Выбрать главу

Заметив пристальный взгляд полковника, Анцимирисов ударил себя в грудь кулаком.

— Клянусь жизнью, я говорю правду!

— Не спешите, есаул. Есть вещи поважнее самой жизни! В самом деле, разве безумные проделки вовсе без причин? В порыве отчаяния человек может забыть все на свете. Ему выход нужен, расслабление… И вот случай избавиться от давления начальства, недругов и завистников, ростовщиков, болезней, плохой погоды. Один поступок порой меняет враз всю жизнь.

— Ошибаетесь, господин полковник. Я не испытываю отвращения к жизни. У меня четверо детей.

— Неужели? Однако вы не похожи на примерного семьянина. Да вот и ваша склонность к бродяжничеству.

Анцимирисов сделался мрачнее тучи.

— Господин полковник, вы словно вьете вокруг меня паутину!

— Такова служба, — с откровенным простодушием ответил Прозоров. — Император ждет от вас подробнейших показаний о происшедшем в Таганроге. Запирательство ухудшит ваше положение.

— Я уже говорил, что предпочитаю следствию беседу с его величеством наедине.

— Это невозможно! Император тоже упрям. И подозрителен. Необъясненный донос, рассматривается им как ложный донос. Егерь, противу вас, повинен самую малость, но и он в крепости. Желаете убедиться? Не усугубляйте свою участь, есаул!

Анцимирисов сделал несколько шагов по комнате, похлопывая себя руками по плечам. В крепости было холодно.

— Господин полковник, почему вы не записываете наш разговор?

— Не беспокойтесь! О нем будет доложено императору.

— В таком случае, я — заложник вашей порядочности?

— Я на службе и принимал присягу.

— Ваш род известен?

— Да, я графского звания.

— Хорошо, господин полковник, я буду говорить.

— Меня интересуют только факты. Генерал Левашев чересчур очарован вами, но я готов согласиться с ним, коли вы перестанете делать из тайны молитву.

Прозоров вызвал караульного и велел подать есаулу шинель и горячего чаю. Отхлебывая из железной кружки кипяток, есаул начал свой рассказ.

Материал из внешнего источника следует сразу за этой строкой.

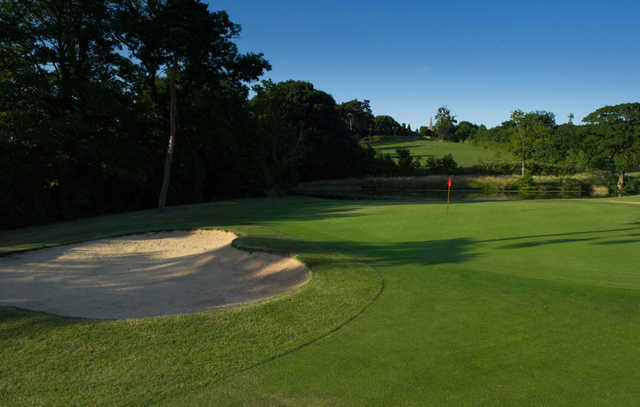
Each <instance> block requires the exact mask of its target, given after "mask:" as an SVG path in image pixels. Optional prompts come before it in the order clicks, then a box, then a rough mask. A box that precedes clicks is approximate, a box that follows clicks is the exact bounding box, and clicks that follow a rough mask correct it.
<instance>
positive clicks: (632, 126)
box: [0, 0, 638, 228]
mask: <svg viewBox="0 0 640 407" xmlns="http://www.w3.org/2000/svg"><path fill="white" fill-rule="evenodd" d="M240 32H241V27H240V26H239V25H238V24H236V23H234V22H233V21H231V20H230V18H229V16H228V15H227V13H226V12H224V11H211V10H209V9H208V6H207V5H206V4H205V3H203V2H202V1H200V0H4V1H2V2H0V171H1V173H2V177H0V212H1V214H2V216H1V217H0V228H10V227H20V226H25V225H30V224H36V223H42V222H51V221H58V220H64V219H68V218H75V217H80V216H89V215H95V214H101V213H110V212H119V211H125V210H133V209H142V208H150V207H154V206H159V207H163V206H164V205H165V204H166V203H168V204H172V205H175V204H184V203H195V202H205V201H210V200H215V199H224V198H230V197H238V196H257V195H265V194H278V193H281V192H283V191H286V190H287V189H288V188H289V187H291V186H292V185H295V184H296V183H297V182H300V181H308V180H314V179H322V178H325V179H326V178H341V177H349V176H365V175H394V174H398V173H403V172H404V170H403V169H404V168H405V167H406V168H410V167H411V163H410V162H409V161H408V160H409V159H410V158H407V157H405V159H404V161H402V162H400V163H399V162H396V161H395V160H392V159H390V157H384V156H378V155H376V153H375V151H374V150H373V149H371V148H370V147H362V146H361V143H360V140H362V139H363V138H365V137H369V136H372V135H395V136H417V135H419V134H422V135H426V136H437V137H440V138H442V139H444V140H449V141H466V140H471V141H473V142H477V143H494V144H498V145H501V146H504V145H507V144H509V143H510V142H511V140H514V137H516V136H514V134H518V135H520V136H521V137H522V140H528V139H529V138H530V137H529V136H530V135H531V134H538V133H536V132H537V131H538V130H536V129H537V127H536V126H534V125H533V124H531V123H533V122H532V120H529V119H528V118H527V117H528V116H527V115H528V114H523V115H522V117H521V116H518V117H514V118H512V120H510V121H508V122H505V123H503V125H502V126H499V127H497V128H494V129H486V128H484V126H477V125H474V124H472V123H469V122H464V121H463V122H460V123H457V121H456V120H455V117H454V116H453V115H452V114H451V112H450V111H448V109H446V108H444V107H443V108H441V109H439V111H438V115H437V116H436V124H435V127H434V130H435V132H434V133H430V132H431V130H429V129H428V128H420V129H419V131H416V130H412V129H411V126H410V125H405V124H400V123H398V122H397V121H396V120H394V119H393V118H392V117H391V116H388V115H381V116H374V115H373V113H372V110H371V106H370V102H369V101H368V100H362V101H360V100H357V99H354V100H351V101H348V102H345V103H341V104H337V103H336V102H335V100H334V99H333V97H332V96H331V95H329V94H328V93H326V92H323V91H321V90H319V89H316V88H314V86H313V84H311V83H308V82H301V81H284V82H280V83H274V82H272V81H270V80H265V81H261V82H259V83H258V84H257V85H255V86H253V89H252V90H253V93H251V89H250V84H252V83H256V81H257V80H258V79H259V78H261V77H262V75H263V74H264V73H265V72H267V71H268V70H270V68H271V67H270V64H269V62H268V61H267V59H265V57H264V55H263V54H261V53H254V52H249V53H241V52H239V51H238V48H237V46H236V45H235V43H234V42H233V41H234V39H235V38H237V36H238V35H239V34H240ZM250 94H252V95H253V96H252V97H251V98H250V97H249V95H250ZM634 109H635V110H634ZM534 113H535V114H534V116H535V117H538V116H540V117H541V120H542V119H544V117H542V116H544V115H543V114H542V115H541V114H538V113H537V112H534ZM621 114H622V116H616V115H614V114H612V113H611V112H610V111H608V110H607V111H602V112H599V113H597V114H596V112H594V116H593V117H592V118H591V121H590V122H588V124H589V125H593V126H594V127H593V129H596V128H597V129H600V130H598V131H599V132H600V133H597V134H596V132H595V130H594V132H592V133H593V134H591V133H589V134H591V136H592V139H593V140H606V142H603V143H597V142H596V141H593V142H590V143H583V144H580V145H584V146H585V147H584V148H582V149H577V148H569V149H567V148H565V145H566V143H569V144H571V143H574V141H575V140H576V137H577V136H575V137H574V136H573V134H574V130H573V128H568V127H567V125H562V126H557V125H555V122H553V121H552V122H549V123H544V125H545V126H547V127H548V128H551V129H552V130H551V133H549V135H548V136H547V133H546V130H545V131H543V133H544V137H542V138H543V139H544V140H545V141H544V143H540V144H535V145H534V146H533V147H532V148H531V149H529V150H527V151H526V153H523V154H525V156H524V158H523V161H526V160H530V159H533V160H538V159H540V157H545V159H548V160H556V161H562V160H565V161H567V162H573V161H580V160H582V161H584V162H588V163H589V165H605V164H606V165H615V166H616V168H625V169H627V168H631V167H632V166H633V165H635V164H634V163H635V162H636V161H634V160H636V157H637V155H636V153H635V152H636V151H637V149H638V142H637V138H638V136H637V133H638V131H637V124H636V123H637V106H636V105H633V104H632V105H629V106H628V108H627V109H626V110H624V112H622V113H621ZM535 117H534V118H535ZM620 117H623V118H622V119H621V118H620ZM536 120H537V119H536ZM534 121H535V120H534ZM598 126H600V127H598ZM547 127H545V128H547ZM575 127H584V126H575ZM629 131H631V133H629ZM578 133H579V134H583V133H581V132H578ZM629 134H633V136H632V137H631V138H629ZM507 135H508V136H507ZM520 136H519V137H520ZM600 136H602V137H600ZM536 137H537V136H536ZM598 137H600V138H598ZM634 137H635V138H634ZM578 138H579V137H578ZM546 140H550V141H546ZM634 140H635V141H634ZM563 143H564V144H563ZM581 143H582V142H581ZM605 144H606V145H608V146H609V147H610V148H611V149H613V148H614V147H615V149H617V150H615V151H616V152H615V154H613V155H611V154H609V155H607V154H605V153H604V151H605V150H603V149H602V148H601V147H602V146H604V145H605ZM571 145H573V144H571ZM550 146H552V147H550ZM522 151H524V150H522ZM607 151H609V150H607ZM611 151H613V150H611ZM572 160H573V161H572ZM582 161H580V162H582ZM432 164H433V166H434V168H436V167H442V165H441V163H432ZM618 166H619V167H618Z"/></svg>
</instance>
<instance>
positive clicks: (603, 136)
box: [583, 103, 640, 188]
mask: <svg viewBox="0 0 640 407" xmlns="http://www.w3.org/2000/svg"><path fill="white" fill-rule="evenodd" d="M583 121H584V122H585V123H587V126H586V128H585V130H584V134H585V147H584V150H583V151H585V153H586V155H587V156H588V157H589V160H590V164H591V166H593V167H595V168H598V169H609V170H613V171H615V172H616V173H617V174H621V175H622V176H624V173H626V172H629V171H631V170H633V169H636V168H638V167H640V103H626V104H620V105H616V106H605V107H603V108H600V109H598V110H596V111H595V112H593V113H590V114H589V115H587V116H586V117H585V118H584V119H583ZM618 187H619V188H620V187H622V185H618Z"/></svg>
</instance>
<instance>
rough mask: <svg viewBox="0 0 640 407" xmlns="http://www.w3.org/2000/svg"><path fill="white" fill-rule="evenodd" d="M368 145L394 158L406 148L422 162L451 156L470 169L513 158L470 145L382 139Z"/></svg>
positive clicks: (507, 159) (456, 161)
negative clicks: (486, 164) (409, 150)
mask: <svg viewBox="0 0 640 407" xmlns="http://www.w3.org/2000/svg"><path fill="white" fill-rule="evenodd" d="M370 144H371V146H372V147H373V148H374V149H375V150H376V151H378V152H380V153H384V154H387V153H388V154H391V155H392V156H395V154H396V149H398V148H406V149H409V150H410V151H411V154H412V155H414V156H417V157H420V158H421V159H422V160H424V159H425V157H427V156H429V155H432V156H434V157H436V158H440V157H442V156H445V155H447V154H451V155H453V158H454V159H455V160H456V162H457V163H458V165H459V166H461V167H471V166H473V165H477V164H479V163H480V162H482V161H494V160H504V161H512V160H513V156H512V155H511V154H510V153H508V152H503V151H494V150H489V149H485V148H483V147H478V146H474V145H471V144H464V143H450V142H441V141H438V140H425V139H413V140H402V139H398V138H396V139H382V140H381V141H378V142H372V143H370Z"/></svg>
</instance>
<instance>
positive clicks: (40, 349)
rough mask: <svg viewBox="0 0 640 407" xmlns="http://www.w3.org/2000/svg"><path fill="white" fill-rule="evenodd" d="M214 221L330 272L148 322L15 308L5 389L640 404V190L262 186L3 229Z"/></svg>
mask: <svg viewBox="0 0 640 407" xmlns="http://www.w3.org/2000/svg"><path fill="white" fill-rule="evenodd" d="M203 226H209V227H218V228H226V229H230V230H233V231H235V232H236V233H239V234H240V235H241V236H243V237H241V238H240V239H238V240H237V241H236V242H235V244H236V246H240V247H243V246H244V247H254V248H255V247H259V248H268V249H270V250H276V251H288V252H294V253H298V254H299V257H300V258H301V259H302V260H303V261H305V262H306V263H307V265H308V266H309V267H310V268H311V269H312V271H313V272H314V280H312V282H311V283H310V284H309V285H308V286H306V287H304V288H302V289H300V290H298V291H294V292H292V293H289V294H286V295H284V296H282V297H279V298H277V299H275V300H271V301H268V302H265V303H261V304H258V305H253V306H249V307H242V308H237V309H232V310H223V311H213V312H208V313H203V314H196V315H194V316H183V317H179V318H178V317H164V318H152V319H145V320H140V321H139V322H136V323H128V322H127V321H121V322H119V323H105V322H94V321H85V320H73V319H64V318H59V317H53V316H48V315H43V314H38V313H31V312H23V311H18V310H13V309H4V310H2V309H0V341H1V342H0V343H1V344H2V347H0V349H1V350H0V369H1V370H0V401H6V402H8V404H9V405H34V404H37V403H38V402H40V403H41V404H61V405H62V404H65V403H67V404H73V403H75V404H82V403H84V404H87V403H89V404H93V405H110V404H117V403H124V402H125V401H126V402H127V403H129V404H134V405H154V404H155V405H158V404H162V405H167V404H170V405H256V406H262V405H490V406H494V405H594V406H595V405H597V406H601V405H612V406H613V405H615V406H621V405H630V406H631V405H637V404H638V403H639V402H640V387H639V386H637V380H638V377H640V351H638V337H640V313H639V311H640V306H639V305H638V304H640V271H639V270H640V269H639V268H638V266H637V264H638V263H639V260H640V207H638V206H637V205H621V204H617V203H612V202H607V200H549V201H519V202H515V201H514V202H483V203H466V204H452V205H451V206H449V207H447V206H446V205H440V204H418V203H411V202H384V203H380V202H364V201H363V202H345V201H330V200H319V199H310V198H286V199H275V200H266V199H264V200H263V199H258V200H242V201H234V202H231V201H230V202H223V203H218V204H212V205H199V206H189V207H179V208H172V209H171V210H169V211H168V212H167V213H166V214H165V215H164V216H160V215H158V214H156V213H155V212H152V211H149V212H139V213H133V214H123V215H118V216H113V217H104V218H95V219H90V220H84V221H80V222H74V223H69V224H60V225H52V226H47V227H43V228H32V229H25V230H19V231H10V232H5V233H2V234H1V235H0V245H1V246H3V250H5V251H7V250H12V249H20V248H29V247H34V246H42V245H47V244H61V243H64V242H69V241H72V240H86V239H92V238H96V237H104V236H108V235H114V234H122V233H131V232H140V231H144V230H158V229H171V228H174V229H175V228H186V227H189V228H195V227H203ZM381 278H382V279H383V280H384V285H383V287H384V290H383V291H382V292H381V293H380V289H381V287H382V285H381V284H382V282H381ZM328 332H332V333H331V334H329V335H326V334H327V333H328Z"/></svg>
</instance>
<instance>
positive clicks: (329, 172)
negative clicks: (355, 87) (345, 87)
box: [250, 80, 363, 187]
mask: <svg viewBox="0 0 640 407" xmlns="http://www.w3.org/2000/svg"><path fill="white" fill-rule="evenodd" d="M253 89H254V91H255V92H256V96H255V97H254V98H253V99H252V100H251V102H250V104H251V110H252V114H253V118H254V120H255V121H256V124H257V127H258V133H259V137H260V138H262V140H264V149H265V151H268V152H269V153H268V160H267V167H268V172H269V178H271V183H272V184H273V185H274V186H276V187H277V186H284V187H287V186H290V185H292V184H295V183H296V182H297V181H298V180H299V179H302V180H311V179H321V178H338V177H343V176H347V175H355V174H356V172H357V171H358V170H359V168H358V165H359V164H358V160H359V159H360V157H361V154H363V152H362V149H361V148H360V146H359V143H358V140H357V138H356V137H355V136H354V135H353V134H351V133H350V132H349V129H348V127H347V124H346V123H345V122H344V120H343V118H344V116H343V115H342V112H341V111H339V109H338V108H337V106H336V103H335V100H334V99H333V97H332V96H331V95H329V94H327V93H325V92H323V91H321V90H318V89H315V88H314V87H313V85H312V84H311V83H309V82H302V81H293V80H290V81H285V82H280V83H273V82H272V81H270V80H266V81H263V82H262V84H261V85H260V86H255V87H254V88H253Z"/></svg>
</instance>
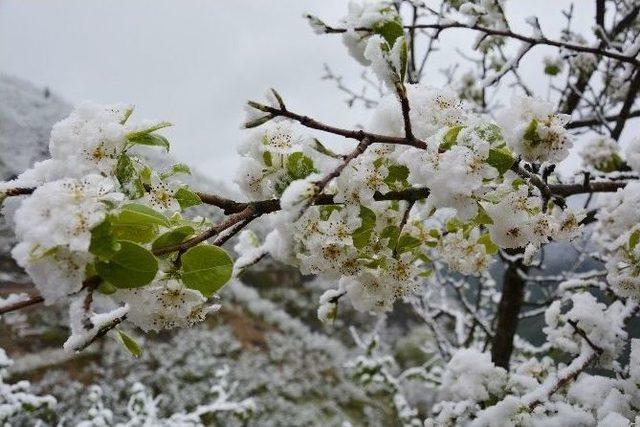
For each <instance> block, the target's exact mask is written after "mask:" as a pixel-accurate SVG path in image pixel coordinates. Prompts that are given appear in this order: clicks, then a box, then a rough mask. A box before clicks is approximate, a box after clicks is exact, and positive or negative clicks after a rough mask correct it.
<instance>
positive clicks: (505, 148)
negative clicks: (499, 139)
mask: <svg viewBox="0 0 640 427" xmlns="http://www.w3.org/2000/svg"><path fill="white" fill-rule="evenodd" d="M515 161H516V159H515V158H514V157H513V155H512V154H511V151H510V150H509V149H508V148H507V147H501V148H491V149H490V150H489V158H488V159H487V163H488V164H489V165H491V166H493V167H494V168H496V169H497V170H498V173H500V175H502V174H504V173H505V172H506V171H508V170H509V169H511V166H513V163H514V162H515Z"/></svg>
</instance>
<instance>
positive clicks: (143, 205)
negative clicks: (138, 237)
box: [119, 203, 170, 227]
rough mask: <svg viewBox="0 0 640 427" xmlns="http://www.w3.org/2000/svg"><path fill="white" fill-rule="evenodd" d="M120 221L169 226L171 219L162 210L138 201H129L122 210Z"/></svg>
mask: <svg viewBox="0 0 640 427" xmlns="http://www.w3.org/2000/svg"><path fill="white" fill-rule="evenodd" d="M119 221H120V222H127V223H134V224H156V225H161V226H163V227H169V226H170V224H169V220H168V219H167V217H165V216H164V215H162V214H161V213H160V212H158V211H156V210H155V209H152V208H150V207H148V206H145V205H141V204H138V203H129V204H127V205H124V206H123V207H122V209H121V210H120V215H119Z"/></svg>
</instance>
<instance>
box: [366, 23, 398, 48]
mask: <svg viewBox="0 0 640 427" xmlns="http://www.w3.org/2000/svg"><path fill="white" fill-rule="evenodd" d="M373 32H374V34H379V35H381V36H382V38H383V39H385V41H386V42H387V43H388V44H389V47H392V46H393V45H394V43H395V42H396V39H397V38H398V37H404V29H403V28H402V23H401V22H398V21H396V20H394V21H384V22H377V23H376V24H375V25H374V26H373Z"/></svg>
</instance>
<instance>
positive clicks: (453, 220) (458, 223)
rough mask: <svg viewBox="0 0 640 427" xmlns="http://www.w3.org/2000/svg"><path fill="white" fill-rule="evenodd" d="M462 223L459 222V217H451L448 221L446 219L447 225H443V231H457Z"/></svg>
mask: <svg viewBox="0 0 640 427" xmlns="http://www.w3.org/2000/svg"><path fill="white" fill-rule="evenodd" d="M462 227H463V224H462V222H460V220H459V219H457V218H452V219H450V220H449V221H447V225H445V228H444V229H445V231H447V232H448V233H453V232H456V231H458V229H460V228H462Z"/></svg>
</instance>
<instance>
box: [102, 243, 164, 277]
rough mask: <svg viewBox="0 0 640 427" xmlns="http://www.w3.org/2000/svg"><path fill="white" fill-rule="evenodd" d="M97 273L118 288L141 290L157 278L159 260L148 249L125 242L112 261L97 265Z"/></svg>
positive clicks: (115, 255)
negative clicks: (138, 289)
mask: <svg viewBox="0 0 640 427" xmlns="http://www.w3.org/2000/svg"><path fill="white" fill-rule="evenodd" d="M96 272H97V273H98V275H99V276H100V277H102V278H103V279H104V280H106V281H107V282H109V283H111V284H112V285H113V286H115V287H116V288H121V289H122V288H124V289H126V288H139V287H141V286H145V285H148V284H149V283H151V281H152V280H153V279H154V277H156V273H157V272H158V260H157V259H156V257H154V256H153V254H152V253H151V252H149V251H148V250H147V249H145V248H143V247H142V246H140V245H137V244H135V243H133V242H129V241H126V240H125V241H121V242H120V250H119V251H118V252H116V253H115V255H113V257H111V259H110V260H108V261H101V262H98V263H96Z"/></svg>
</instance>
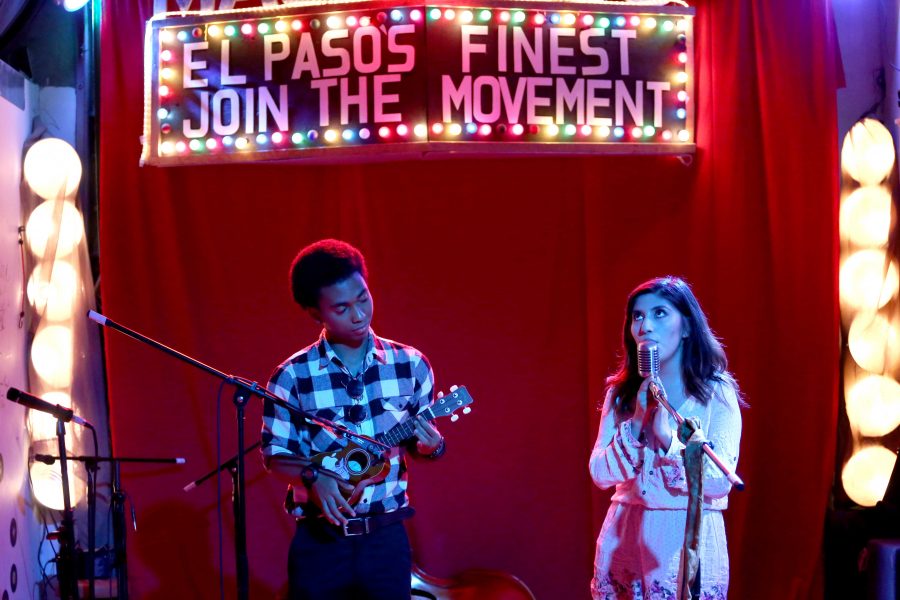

— Это странная история… — Анцимирисов сделал паузу, освежая в памяти события годичной давности. — В то утро я зашел в помещение таганрогского карантина, к знакомому лекарю, что обучал меня, из любви к искусству, своему ремеслу. Лекаря на месте не оказалось, и я хотел было уйти восвояси, — но тут появился доктор — из тех, что занимались покойным императором. Он принял меня за одного из карантинных фельдшеров и приказал следовать за ним в дом градоначальника.

Прозоров внимательно слушал, не упуская из виду малозначимых, на первый взгляд, деталей.

— По какому случаю зашли вы к лекарю?

— У меня разболелась старая рана.

— Вы воевали?

— Да. В отряде графа Милорадовича.

— А точнее?

— В четвертом пехотном полку генерал-лейтенанта Остерман-Толстого.

— Положим, вы правы. Но в справке о вас сказано «в сражениях не был».

— Я воевал партизаном. Об этом знает бывший адъютант Толстого, барон Остен-Сакен.

— Сей генерал теперь далеко от Петербурга: воюет с персами в Нахичевани. Впрочем, это не суть важно. Продолжайте.

— После бальзамирования в офицерской казарме была пирушка. Фармаковский — тот доктор, что принял меня за фельдшера — хватил лишнего и проболтался, что первоначально, при вскрытии, печень императора была не та, что при бальзамировании. Получалось, что в этот промежуток времени кто-то поменял органы? Нет, подумал я, легче было поменять сосуды. Ночью я проник во дворец и стал искать… Так и есть — в двух разных местах подвала я нашел серебряные кубки. Прихватив их, я поспешил к лекарю, о котором рассказывал давеча. Исследовав содержимое сосудов, лекарь признал в одном из них наличие отравленной печени. Он не смог определить яд… Но ведь в посмертном акте докторов об этом нет ни слова! Когда поднялся шум и на ноги была поставлена вся полиция, я так же скрытно вернул один из сосудов на место. А второй — «истинный» — оставил на хранение у лекаря. Я заклинал его сохранить кубок и поспешил в Петербург, но меня схватили…

— И все же вы бежали!

— Бежал. Но судьба улики мне неизвестна. Я собирался воспользоваться ею только в случае открытого суда, назначенного лично его величеством.

— «Открытого суда»? — Прозоров недоумевал: в уме ли этот человек! — Вы полагаете, что император способен предпочесть спокойствию России сомнительные показания? Напрасно.